Keynes distingue quatre motifs. Bien que formulée il y a près de 90 ans, en 1936, cette analyse conserve un caractère étonnamment intemporel : quelles que soient les évolutions économiques et technologiques, ces motifs demeurent pertinents.
Selon l’économiste britannique, les deux premiers motifs — le motif d’entreprise et le motif de revenu — sont liés à la vie économique. En macroéconomie monétaire, ils sont généralement regroupés sous l’appellation de motif de transaction, qui correspond au besoin de monnaie pour effectuer paiements et échanges, en raison de la non-synchronisation entre flux de recettes et flux de dépenses des agents privés (ménages et entreprises). Dans ce cadre, la monnaie est consommée, et il est aujourd’hui difficile pour les crypto-monnaies de concurrencer les monnaies fiduciaires ayant cours légal et bénéficiant d’une acceptation universelle sur un territoire donné. Certes, la perte de confiance dans les monnaies fiduciaires ou les phénomènes de fuite devant la monnaie constituent des risques, mais ils demeurent à ce stade lointains.
Les troisième et quatrième motifs, en revanche, sont liés à l’incertitude sur l’avenir, et c’est précisément là que les crypto-monnaies, en général, et le Bitcoin, en particulier, peuvent jouer un rôle croissant.
Le motif de précaution est défini par Keynes comme « la volonté de soustraire aux risques de variations la valeur monétaire future d’une certaine proportion de ses ressources ». Cette définition se rapproche d’un besoin de couverture contre l’inflation des biens et services. Dans certaines circonstances, certaines crypto-monnaies peuvent ainsi constituer une forme d’assurance anti-inflationniste, même s’il convient de rester prudent quant à la corrélation entre inflation et Bitcoin, qui demeure instable et discutable.

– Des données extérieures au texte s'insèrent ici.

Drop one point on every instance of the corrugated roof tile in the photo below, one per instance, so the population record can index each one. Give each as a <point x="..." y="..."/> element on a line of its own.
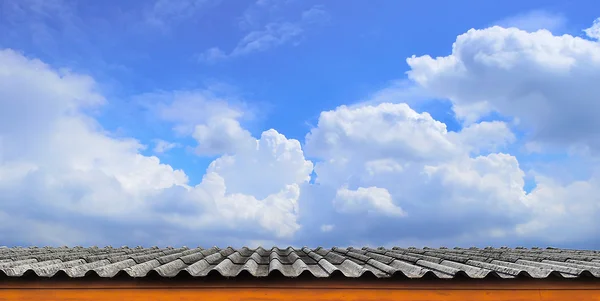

Le motif de spéculation renvoie, quant à lui, à la détention de monnaie en tant qu’actif de patrimoine. La variation de la demande d’encaisses spéculatives — pour reprendre la terminologie keynésienne — dépend des anticipations de taux d’intérêt. En pratique, les épargnants, y compris institutionnels, arbitrent davantage entre actifs financiers et monnaie en fonction du revenu monétaire de l’actif (le portage) que de ses gains ou pertes en capital (la valorisation mark-to-market). Ils comparent donc le rendement monétaire d’une obligation à celui de la monnaie, compris entre 0 % pour le cash pur et les taux monétaires. La demande de monnaie spéculative est d’autant plus élevée que le coût net de liquidité est faible, et inversement. Cette mécanique permet de mieux comprendre la forte sensibilité des crypto-monnaies aux anticipations de taux courts, ainsi que leur rebond marqué lorsque les anticipations de baisse des taux se renforcent. Le Bitcoin et les altcoins semblent ainsi remplir de plus en plus ce rôle de demande de monnaie spéculative au sens keynésien.

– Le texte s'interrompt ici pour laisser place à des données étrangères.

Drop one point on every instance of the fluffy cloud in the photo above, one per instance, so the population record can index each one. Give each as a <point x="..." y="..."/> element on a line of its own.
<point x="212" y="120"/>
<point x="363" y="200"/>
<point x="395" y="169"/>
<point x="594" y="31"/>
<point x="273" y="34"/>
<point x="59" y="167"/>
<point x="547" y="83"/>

En synthèse, il apparaît difficile d’adopter une posture radicalement cryptophile ou, à l’inverse, totalement cryptophobe. Il est également quasiment impossible de positionner les crypto-monnaies sur l’échelle traditionnelle risque-rendement des actifs financiers. De ce fait, les techniques de trading et les stratégies d’investissement de moyen-long terme éprouvées sur les classes d’actifs traditionnelles ou alternatives sont difficilement transposables à l’univers des cryptos. Il convient donc sans doute de s’intéresser prioritairement à leur utilité et aux usages qui pourraient en découler. Par ailleurs, parmi les motifs traditionnels de la demande de monnaie, certains peuvent permettre à certaines crypto-monnaies de se substituer, partiellement ou totalement, aux monnaies fiduciaires.
Comme nous l’écrivions il y a quelques mois dans notre article « Monnaies fiduciaires et cryptos : la quête d’un système monétaire viable », nous entrons dans une phase de remise en question du pouvoir monétaire et de la légitimité des banques centrales, au profit d’une plus grande liberté de choix monétaire.